Call upon Him while He is near— “while He is near.” And He is near today, for whosoever shall call on the Name of the Lord shall be saved; but He will not be always near. The eager, earnest look of the man of business proclaims his determination to succeed, but how few are determined to find Christ, and to be right for eternity. Call upon Him while He is near, dear friend, for soon He will be as one afar off, and then to call on Him will be in vain. When the great day of His wrath is come who shall be able to stand?
Yet why is it that there is so little real seeking after God? Often it is because some secret sin is too well loved, some pleasure of the world too fondly prized, and for such things the conscience is bidden be still, or hushed to sleep. “Let the wicked forsake his way, and the unrighteous man his thoughts: and let him return unto the Lord, and He will have mercy upon him; and to our God, for He will abundantly pardon” (ver. 7).

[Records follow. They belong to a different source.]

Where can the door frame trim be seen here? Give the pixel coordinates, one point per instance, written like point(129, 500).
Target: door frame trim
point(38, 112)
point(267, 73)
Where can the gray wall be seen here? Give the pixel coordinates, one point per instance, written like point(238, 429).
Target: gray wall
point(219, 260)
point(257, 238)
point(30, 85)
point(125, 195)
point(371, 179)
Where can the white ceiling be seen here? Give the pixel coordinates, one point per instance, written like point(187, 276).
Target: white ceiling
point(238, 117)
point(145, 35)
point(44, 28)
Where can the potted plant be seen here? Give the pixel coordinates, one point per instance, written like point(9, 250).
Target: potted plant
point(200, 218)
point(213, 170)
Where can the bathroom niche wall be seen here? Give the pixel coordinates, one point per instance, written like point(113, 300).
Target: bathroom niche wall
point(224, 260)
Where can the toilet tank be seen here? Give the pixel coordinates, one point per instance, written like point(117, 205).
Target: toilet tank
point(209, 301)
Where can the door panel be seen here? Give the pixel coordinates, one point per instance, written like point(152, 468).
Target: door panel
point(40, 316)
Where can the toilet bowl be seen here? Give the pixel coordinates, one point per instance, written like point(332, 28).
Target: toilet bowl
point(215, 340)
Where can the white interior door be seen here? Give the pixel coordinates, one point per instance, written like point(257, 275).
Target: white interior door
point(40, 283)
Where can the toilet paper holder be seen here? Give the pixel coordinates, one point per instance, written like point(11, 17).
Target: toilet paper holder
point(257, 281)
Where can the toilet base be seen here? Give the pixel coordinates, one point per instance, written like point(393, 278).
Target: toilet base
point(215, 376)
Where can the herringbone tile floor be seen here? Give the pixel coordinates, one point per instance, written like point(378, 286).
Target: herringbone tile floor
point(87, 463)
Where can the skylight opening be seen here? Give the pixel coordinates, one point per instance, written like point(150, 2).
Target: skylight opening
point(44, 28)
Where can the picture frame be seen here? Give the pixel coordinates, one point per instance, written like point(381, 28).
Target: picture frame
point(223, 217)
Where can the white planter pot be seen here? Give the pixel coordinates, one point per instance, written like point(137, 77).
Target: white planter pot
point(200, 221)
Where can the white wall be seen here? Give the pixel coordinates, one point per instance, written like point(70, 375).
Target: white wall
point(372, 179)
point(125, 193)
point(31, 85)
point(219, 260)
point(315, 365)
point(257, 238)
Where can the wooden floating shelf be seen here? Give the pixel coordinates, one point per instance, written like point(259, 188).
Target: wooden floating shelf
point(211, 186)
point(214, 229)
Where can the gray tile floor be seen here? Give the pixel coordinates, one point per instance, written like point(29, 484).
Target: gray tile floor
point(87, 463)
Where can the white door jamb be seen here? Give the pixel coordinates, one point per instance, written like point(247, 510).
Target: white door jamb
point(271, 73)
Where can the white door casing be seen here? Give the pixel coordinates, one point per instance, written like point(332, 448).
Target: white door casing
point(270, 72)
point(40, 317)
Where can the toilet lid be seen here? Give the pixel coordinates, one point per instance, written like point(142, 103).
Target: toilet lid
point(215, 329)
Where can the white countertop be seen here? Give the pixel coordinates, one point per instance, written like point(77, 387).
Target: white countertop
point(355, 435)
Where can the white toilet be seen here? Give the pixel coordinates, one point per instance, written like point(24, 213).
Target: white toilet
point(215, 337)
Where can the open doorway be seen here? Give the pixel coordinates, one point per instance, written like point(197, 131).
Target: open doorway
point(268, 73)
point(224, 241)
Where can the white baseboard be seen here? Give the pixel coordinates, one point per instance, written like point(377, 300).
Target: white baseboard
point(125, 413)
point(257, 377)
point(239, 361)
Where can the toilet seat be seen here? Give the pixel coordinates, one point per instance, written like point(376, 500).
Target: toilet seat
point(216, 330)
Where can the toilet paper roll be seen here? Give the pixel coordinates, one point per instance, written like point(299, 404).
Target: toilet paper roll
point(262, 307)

God demands repentance of men. Belief without repentance is a dead thing. If a man believed the path he was on led to a precipice, he would retrace his steps. If a man believed the house he was in was on fire, he would avail himself of the fire escape. Faith ever affects our whole being.
Let not the last hours of this old year die with this sad sigh, “The harvest is passed, the summer is ended, and we are not saved.”